Toplam Sayfa Görüntüleme Sayısı

28 Haziran 2017 Çarşamba

''Kızıl Ateş'' Ilona Andrews (Kitap Yorumu)



Kitap Adı: Kızıl Ateş (Burn for Me) 
Yazar: Ilona Andrews
Yayınevi: Yabancı
Baskı Tarihi: ABD (28 Ekim 2014) - Türkiye (Ağustos 2015)
Tür: Seri (Hidden Legacy, #1)
Goodreads Puanı: 4.39/5 



Tanıtım: 

Ben ateşim: Benim için yan. 

Nevada Baylor dedektiflik kariyerinin en zorlu göreviyle karşı karşıyaydı; dengesiz bir şüpheliyi bulup ailesine teslim etmek. Bu görev tam bir intihar girişimiydi. Yakalaması gereken kişi en yüksek seviyede büyü gücüne sahip bir Lider'di ve önüne gelen her şeyi ve herkesi ateşe veriyordu. 

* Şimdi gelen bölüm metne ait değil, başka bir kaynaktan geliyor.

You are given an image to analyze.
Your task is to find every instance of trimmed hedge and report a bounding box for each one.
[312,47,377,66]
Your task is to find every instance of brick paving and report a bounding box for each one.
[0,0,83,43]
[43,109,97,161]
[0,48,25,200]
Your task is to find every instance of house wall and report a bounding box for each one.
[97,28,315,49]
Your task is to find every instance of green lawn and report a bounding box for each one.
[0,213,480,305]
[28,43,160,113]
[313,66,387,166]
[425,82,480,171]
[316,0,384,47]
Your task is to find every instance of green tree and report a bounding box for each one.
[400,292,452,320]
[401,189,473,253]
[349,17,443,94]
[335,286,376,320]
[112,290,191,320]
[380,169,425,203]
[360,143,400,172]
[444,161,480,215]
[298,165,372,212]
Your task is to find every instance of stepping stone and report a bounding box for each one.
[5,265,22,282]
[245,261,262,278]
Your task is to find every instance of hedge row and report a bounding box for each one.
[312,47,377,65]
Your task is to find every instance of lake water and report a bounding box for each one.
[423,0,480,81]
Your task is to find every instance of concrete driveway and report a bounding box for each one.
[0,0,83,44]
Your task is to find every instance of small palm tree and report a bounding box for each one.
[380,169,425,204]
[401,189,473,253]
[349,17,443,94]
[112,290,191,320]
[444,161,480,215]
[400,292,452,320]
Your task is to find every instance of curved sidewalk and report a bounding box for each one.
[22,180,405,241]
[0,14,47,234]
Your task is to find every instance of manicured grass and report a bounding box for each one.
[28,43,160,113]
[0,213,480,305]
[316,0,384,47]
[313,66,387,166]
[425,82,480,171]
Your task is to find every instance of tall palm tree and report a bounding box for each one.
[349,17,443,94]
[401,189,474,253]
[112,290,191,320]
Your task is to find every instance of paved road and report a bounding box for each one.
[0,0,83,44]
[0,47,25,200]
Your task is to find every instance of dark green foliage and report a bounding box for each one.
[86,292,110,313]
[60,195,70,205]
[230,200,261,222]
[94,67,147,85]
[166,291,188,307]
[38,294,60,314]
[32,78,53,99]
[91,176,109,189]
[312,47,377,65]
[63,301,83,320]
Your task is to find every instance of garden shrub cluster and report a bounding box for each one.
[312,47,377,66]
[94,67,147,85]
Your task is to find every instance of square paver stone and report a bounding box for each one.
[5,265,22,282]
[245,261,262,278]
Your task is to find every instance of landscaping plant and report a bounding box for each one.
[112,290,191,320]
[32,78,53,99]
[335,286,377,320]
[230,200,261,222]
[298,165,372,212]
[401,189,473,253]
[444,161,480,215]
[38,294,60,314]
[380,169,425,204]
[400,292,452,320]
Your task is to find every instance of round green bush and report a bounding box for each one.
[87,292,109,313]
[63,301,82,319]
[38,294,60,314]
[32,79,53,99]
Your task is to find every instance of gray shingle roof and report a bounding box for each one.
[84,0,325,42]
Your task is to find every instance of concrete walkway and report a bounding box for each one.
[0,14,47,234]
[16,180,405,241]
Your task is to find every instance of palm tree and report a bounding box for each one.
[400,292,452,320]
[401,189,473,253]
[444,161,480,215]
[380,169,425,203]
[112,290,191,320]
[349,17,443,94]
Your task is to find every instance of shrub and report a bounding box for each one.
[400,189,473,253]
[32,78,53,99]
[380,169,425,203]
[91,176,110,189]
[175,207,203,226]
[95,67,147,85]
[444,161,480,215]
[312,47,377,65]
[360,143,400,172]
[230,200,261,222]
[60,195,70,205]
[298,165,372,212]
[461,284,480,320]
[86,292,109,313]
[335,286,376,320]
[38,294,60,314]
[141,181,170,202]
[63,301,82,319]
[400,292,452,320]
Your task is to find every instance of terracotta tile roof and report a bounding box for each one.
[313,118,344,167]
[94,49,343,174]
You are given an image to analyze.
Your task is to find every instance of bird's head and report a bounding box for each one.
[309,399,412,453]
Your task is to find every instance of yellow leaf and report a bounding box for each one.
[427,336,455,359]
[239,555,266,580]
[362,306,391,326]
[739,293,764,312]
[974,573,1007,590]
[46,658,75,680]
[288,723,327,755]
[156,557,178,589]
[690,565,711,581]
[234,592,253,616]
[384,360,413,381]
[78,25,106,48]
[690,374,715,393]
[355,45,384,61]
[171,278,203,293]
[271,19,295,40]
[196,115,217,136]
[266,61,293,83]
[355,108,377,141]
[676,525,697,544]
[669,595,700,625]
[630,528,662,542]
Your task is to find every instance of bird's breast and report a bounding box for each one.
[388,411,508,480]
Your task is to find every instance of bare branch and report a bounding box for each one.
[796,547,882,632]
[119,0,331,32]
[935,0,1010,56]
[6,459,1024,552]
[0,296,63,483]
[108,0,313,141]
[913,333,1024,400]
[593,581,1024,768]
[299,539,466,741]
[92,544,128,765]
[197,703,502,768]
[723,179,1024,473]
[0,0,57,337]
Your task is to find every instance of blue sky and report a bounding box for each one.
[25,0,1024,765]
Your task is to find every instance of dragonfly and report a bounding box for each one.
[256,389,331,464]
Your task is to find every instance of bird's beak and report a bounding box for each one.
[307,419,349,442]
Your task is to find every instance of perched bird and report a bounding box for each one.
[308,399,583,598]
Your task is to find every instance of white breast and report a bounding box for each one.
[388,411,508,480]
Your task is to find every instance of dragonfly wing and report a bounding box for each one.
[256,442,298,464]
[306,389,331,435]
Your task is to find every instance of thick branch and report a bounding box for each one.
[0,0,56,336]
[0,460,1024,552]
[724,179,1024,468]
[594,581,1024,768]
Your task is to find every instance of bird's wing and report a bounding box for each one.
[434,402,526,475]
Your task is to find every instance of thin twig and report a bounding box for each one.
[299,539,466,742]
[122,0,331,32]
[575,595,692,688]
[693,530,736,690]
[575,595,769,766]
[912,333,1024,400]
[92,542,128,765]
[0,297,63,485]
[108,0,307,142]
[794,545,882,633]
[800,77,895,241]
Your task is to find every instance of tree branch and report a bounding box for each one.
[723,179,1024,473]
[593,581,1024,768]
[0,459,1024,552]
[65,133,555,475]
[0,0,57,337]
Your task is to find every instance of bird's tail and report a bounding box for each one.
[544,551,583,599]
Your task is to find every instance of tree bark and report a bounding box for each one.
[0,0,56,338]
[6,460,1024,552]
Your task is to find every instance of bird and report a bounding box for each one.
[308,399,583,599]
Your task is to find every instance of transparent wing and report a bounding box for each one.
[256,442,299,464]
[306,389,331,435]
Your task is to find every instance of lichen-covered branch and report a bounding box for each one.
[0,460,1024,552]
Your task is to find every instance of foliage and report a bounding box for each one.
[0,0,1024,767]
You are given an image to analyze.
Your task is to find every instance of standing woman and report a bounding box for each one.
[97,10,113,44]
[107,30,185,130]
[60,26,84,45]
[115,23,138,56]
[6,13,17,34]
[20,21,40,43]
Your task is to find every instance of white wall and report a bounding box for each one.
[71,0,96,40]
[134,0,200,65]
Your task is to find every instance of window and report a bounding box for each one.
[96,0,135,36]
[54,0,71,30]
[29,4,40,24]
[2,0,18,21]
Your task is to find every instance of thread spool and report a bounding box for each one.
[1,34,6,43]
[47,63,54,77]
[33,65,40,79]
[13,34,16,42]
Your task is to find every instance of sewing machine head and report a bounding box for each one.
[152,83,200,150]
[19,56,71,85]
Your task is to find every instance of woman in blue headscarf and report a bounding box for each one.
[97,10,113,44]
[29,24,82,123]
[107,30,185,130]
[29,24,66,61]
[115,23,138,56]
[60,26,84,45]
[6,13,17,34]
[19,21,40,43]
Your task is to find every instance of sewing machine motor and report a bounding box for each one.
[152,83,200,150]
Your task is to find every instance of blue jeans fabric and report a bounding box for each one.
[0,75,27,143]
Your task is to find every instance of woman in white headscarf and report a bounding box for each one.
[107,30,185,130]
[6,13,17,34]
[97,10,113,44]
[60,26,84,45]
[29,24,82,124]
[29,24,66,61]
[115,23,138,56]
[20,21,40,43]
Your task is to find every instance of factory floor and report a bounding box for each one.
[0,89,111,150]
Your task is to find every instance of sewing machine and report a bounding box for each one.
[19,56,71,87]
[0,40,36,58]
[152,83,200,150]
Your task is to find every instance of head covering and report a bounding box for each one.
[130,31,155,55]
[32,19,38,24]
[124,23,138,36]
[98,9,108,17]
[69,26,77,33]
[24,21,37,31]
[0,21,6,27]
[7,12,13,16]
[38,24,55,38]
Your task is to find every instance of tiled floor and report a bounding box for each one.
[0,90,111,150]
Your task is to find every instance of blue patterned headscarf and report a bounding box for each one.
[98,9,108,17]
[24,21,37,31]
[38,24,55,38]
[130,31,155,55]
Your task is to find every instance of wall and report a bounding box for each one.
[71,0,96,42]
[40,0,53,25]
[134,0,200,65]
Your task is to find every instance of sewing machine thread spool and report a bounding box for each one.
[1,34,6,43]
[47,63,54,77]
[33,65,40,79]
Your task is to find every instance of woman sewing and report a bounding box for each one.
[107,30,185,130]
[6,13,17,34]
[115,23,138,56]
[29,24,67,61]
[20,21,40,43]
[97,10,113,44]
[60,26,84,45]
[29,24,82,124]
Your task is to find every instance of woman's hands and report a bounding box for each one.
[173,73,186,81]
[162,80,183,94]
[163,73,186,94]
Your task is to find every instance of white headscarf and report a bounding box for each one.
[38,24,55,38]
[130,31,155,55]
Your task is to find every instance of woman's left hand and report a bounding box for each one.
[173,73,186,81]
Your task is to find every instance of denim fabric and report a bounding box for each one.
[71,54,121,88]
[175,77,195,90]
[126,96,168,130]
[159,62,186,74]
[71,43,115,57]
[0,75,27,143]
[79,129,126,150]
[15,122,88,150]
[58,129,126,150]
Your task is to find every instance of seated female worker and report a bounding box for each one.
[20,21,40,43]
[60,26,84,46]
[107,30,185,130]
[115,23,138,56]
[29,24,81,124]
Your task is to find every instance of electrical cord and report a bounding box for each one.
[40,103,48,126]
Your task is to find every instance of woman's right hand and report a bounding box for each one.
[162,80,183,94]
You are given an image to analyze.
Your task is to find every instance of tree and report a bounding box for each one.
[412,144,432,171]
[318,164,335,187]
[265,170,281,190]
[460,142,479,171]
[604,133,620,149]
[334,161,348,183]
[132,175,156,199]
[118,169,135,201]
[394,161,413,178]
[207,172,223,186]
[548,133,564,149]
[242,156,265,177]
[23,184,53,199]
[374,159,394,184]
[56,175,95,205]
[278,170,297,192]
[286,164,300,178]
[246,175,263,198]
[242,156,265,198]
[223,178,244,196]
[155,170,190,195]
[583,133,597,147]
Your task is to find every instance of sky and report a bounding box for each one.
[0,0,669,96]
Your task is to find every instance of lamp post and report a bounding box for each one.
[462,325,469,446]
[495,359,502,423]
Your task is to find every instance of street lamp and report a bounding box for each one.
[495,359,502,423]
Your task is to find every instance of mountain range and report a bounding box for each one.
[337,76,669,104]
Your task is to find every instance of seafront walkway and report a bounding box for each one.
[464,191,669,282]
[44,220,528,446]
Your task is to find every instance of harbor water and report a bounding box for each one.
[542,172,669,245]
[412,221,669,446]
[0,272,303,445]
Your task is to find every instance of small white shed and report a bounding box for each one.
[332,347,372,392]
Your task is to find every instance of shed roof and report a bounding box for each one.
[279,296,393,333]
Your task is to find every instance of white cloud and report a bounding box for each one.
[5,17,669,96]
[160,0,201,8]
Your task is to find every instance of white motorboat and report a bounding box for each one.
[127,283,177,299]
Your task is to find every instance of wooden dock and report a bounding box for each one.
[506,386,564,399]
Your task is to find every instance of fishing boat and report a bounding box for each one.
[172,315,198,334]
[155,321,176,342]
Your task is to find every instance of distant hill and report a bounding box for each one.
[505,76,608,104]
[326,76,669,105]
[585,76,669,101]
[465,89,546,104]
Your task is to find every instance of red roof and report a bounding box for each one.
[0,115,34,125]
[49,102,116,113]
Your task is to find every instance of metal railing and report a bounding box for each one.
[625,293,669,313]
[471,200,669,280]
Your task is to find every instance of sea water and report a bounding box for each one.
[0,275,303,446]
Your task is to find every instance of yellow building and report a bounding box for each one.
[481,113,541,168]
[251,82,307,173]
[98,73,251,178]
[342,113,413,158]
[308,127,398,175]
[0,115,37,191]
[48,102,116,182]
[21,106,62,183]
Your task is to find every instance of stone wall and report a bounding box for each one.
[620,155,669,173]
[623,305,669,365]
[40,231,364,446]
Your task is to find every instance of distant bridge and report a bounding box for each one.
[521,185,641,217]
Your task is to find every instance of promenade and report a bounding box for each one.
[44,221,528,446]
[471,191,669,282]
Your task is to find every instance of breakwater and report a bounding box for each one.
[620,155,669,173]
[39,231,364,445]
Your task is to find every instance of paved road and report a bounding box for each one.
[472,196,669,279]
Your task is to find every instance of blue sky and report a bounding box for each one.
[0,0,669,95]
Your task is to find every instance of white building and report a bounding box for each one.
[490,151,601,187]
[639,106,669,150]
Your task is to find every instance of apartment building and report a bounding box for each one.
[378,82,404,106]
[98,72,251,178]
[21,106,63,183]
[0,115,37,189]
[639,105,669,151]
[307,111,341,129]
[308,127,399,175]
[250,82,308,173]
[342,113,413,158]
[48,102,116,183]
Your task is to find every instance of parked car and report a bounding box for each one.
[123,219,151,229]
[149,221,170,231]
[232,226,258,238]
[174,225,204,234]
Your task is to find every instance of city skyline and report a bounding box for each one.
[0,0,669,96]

Ve sonra son derece karanlık ve baştan çıkarıcı bir milyarder ve aynı derecede güçlü başka bir Lider, Connor ''Çılgın'' Rogan ortaya çıkmış ve Nevada'yı kaçırmıştı. Nevada ondan kaçmakla, kendisini onun kollarına bırakmak arasında bocalıyordu. Ve daha da kötüsü, hayatta kalabilmek için Çılgın Rogan'la iş birliği yapmak zorundaydı. 

Rogan da Nevada'yla aynı hedefin peşindeydi, bu nedenle ona ihtiyacı vardı. Fakat Nevada kolay lokma değildi ve Rogan hayatında ilk kez kendinden başka birisini önemsemeye başlamıştı. Ama Rogan büyü dünyasında aşkın da en az ölüm kadar tehlikeli olabileceğini çoktan öğrenmişti. 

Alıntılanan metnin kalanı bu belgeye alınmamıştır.